14. De esta forma, esta corte debe limitarse a verificar, simplemente, si los órganos jurisdiccionales han «incurrido en transgresiones de orden constitucional y no legal» (TC/0409/24). En efecto, hemos sido enfáticos al impedir que el Tribunal Constitucional sea tratado como un «tribunal de alzada» (TC/0839/25) o nueva instancia o segunda casación del Poder Judicial (TC/0735/24), evitando que «este órgano incursione en el ámbito ordinario de los tribunales judiciales» (TC/0397/24).

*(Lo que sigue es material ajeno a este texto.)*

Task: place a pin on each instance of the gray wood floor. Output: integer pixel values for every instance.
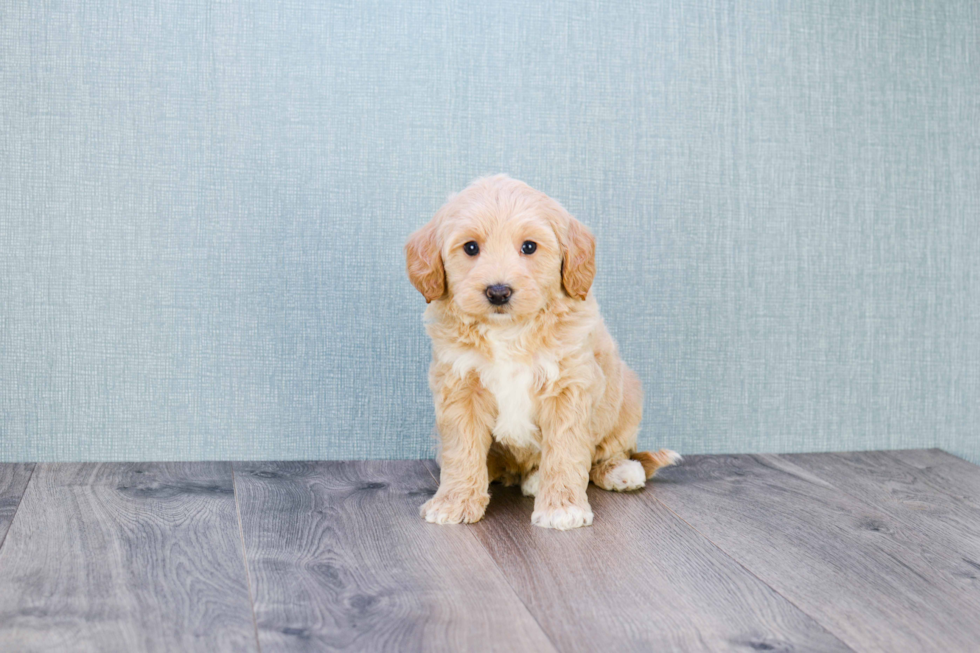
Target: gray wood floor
(872, 551)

15. Por tanto, cuando el asunto no trasciende del «desacuerdo»,
«inconformidad» o «descontento» del recurrente «con la decisión a la que llegó la jurisdicción ordinaria» respecto de la «interpretación judicial de normas
infraconstitucionales», específicamente si «interpretaron o aplicaron correctamente la ley», el recurso de revisión constitucional carece de especial trascendencia o relevancia constitucional (TC/0440/24, TC/0452/24, TC/0851/25, entre otras). Esto se debe a que este extraordinario recurso «no concierne a la corrección o calidad de las decisiones adoptadas por los tribunales de la jurisdicción ordinaria y cómo estos aplican el derecho infraconstitucional» (TC/0851125). De ahí que a este Tribunal Constitucional no le corresponde «determinar si los tribunales del Poder judicial debieron fallar en un sentido u otro» ni si debieron «acoger o no» sus pretensiones (TC/1445/25).

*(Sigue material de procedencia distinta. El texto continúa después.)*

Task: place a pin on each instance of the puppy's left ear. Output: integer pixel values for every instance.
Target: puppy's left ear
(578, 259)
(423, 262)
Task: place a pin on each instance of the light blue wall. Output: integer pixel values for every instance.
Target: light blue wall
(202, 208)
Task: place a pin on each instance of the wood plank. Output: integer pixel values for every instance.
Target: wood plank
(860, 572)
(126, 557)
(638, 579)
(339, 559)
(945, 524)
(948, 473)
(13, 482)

16. En esa medida, el conocimiento de tales pretensiones
desnaturalizaría los fines para los cuales fue concebido [este] mecanismo de protección constitucional, evidenciando que el caso no plantea una controversia constitucional sustantiva ni involucra una discusión real sobre derechos fundamentales, de manera que[] el mismo carece de los elementos propios que se procura con la dimensión objetiva y subjetiva de la revisión constitucional. (TC/1098/25)
17. En conclusión, sostengo, con el debido respeto al criterio mayoritario, que no estábamos frente de un conflicto de fondo sobre el cual el Tribunal Constitucional no había establecido su criterio; sobre el cual, a pesar de haber establecido su criterio, se hiciera necesaria su modificación, reorientación, redefinición, adaptación, actualización, unificación o aclaración; que revelara un problema de trascendencia, relevancia o importancia social, política, jurídica o económica; o que revelara una notoria o manifiesta violación de derechos fundamentales. Más bien, era un asunto propio de la legalidad ordinaria, que carecía de mérito constitucional, que no sobrepasaba de la mera legalidad, que reflejaba un simple desacuerdo con la decisión impugnada, que no ponía de
manifiesto ningún conflicto de derechos fundamentales y que no revelaba una genuina o nueva controversia.
18. En ese sentido, me aparto, con el debido respeto, de la decisión a la que llegó la mayoría del Pleno. En cambio, comprendo, respetuosamente, que el recurso de revisión constitucional devenía en inadmisible.
Fidias Federico Aristy Payano, juez
La presente sentencia fue aprobada por los señores jueces del Tribunal Constitucional, en la sesión del pleno celebrada en fecha catorce (14) del mes de enero del año dos mil veintiséis (2026); firmada y publicada por mí, secretaria del Tribunal Constitucional, que certifico, en el día, mes y año anteriormente expresados.